ETA: My brother told me more details, which I've incorporated.

My brother and Bono
Will the real Bono please stand up?

One of my brother's favorite hangouts at Penn State was a bar called Zeno's, which offered beers from around the world. Zeno's was in the basement of one of the oldest restaurants in town, The Corner Room. The bar was usually packed with college students, and in those days, smoky and loud. After he graduated, while he still lived in the area, Zeno's remained my brother's favorite bar.

One night, my brother was sampling one of the import beers when a young guy approached him and said, "Hey, I know who you are!"

My brother took a glance at the young guy, who looked like a typical Penn State student, in jeans, a T-shirt and a baseball cap. The young guy had clearly been drinking and was a little wobbly. My brother didn't recognize him, so he just shrugged and said, "Sorry."

The young guy leaned in, conspiratorially, and said, "You're Bono, right?" Now, my brother does take after the Scotch-Irish side of our family, but being compared to the most famous Irish rock star in the world, that was new.

"No," my brother chuckled. "I'm not Bono."

The young guy looked momentarily perplexed, and then whipping his eyes to the left and the right, a realization seemed to slowly dawn on him. He pointed to the leather, flat-brimmed hat my brother was wearing and said, "You're incognito, right?"

My brother shook his head. "No, really. Look, I don't even have an Irish accent."

The young guy nodded. "You're faking an American accent so you can keep under the radar." He tapped a drunken finger to his head, proud of his reasoning.

Seeing it was a lost cause, my brother butchered an Irish accent and said, "You have me, but do me a favor and keep it low key."

The young guy immediately jumped up and shouted to the bar at the top of his lungs, "Bono is here!" Most of the bargoers laughed, but a small group clustered around my brother. "Let me buy you a beer. Guinness, right?" the young guy offered.

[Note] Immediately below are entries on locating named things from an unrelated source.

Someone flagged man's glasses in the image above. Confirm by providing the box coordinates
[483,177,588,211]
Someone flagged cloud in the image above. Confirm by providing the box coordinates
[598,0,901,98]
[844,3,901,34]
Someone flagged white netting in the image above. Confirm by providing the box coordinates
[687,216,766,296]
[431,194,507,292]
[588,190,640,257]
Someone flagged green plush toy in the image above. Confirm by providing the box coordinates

In that moment, my brother made a split-second decision. He became Bono. After all, free Guinness was involved. As the evening continued, other expensive and potent mixed drinks and shots were pushed to him by others. As my brother tells it, "I could not refuse their gifts; that would be an insult."

A camera was produced, and he posed with his arms around the total strangers who had gotten him smashed. "They were adoring fans, men and women," my brother tells me. He says he found a brief break in the offered beverages and quickly escaped while he could still walk.

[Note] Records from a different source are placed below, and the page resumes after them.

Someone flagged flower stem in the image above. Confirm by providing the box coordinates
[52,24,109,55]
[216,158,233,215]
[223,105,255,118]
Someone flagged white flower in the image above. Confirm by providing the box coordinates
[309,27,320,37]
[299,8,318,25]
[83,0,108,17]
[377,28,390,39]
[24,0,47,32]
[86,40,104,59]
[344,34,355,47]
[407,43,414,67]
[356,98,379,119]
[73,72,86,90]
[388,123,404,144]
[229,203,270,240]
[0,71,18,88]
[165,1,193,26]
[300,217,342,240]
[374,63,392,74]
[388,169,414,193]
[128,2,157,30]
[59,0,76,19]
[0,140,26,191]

As he pushed for the doors, his fans were shouting, "You rock!' He could still hear the cheers even outside on the street. That night my brother got a taste of what it must be like to be one of the world's greatest rock stars (a story, by the way, he tells much better than I do).

And somewhere out there, some men and women in their late 20s or early 30s now tell anyone who will listen about how they once spied Bono, hanging out in Zeno's without his entourage, and had drinks with him.

My brother and Bono today

 

Moral:
It's easier to become a rock star than you might think.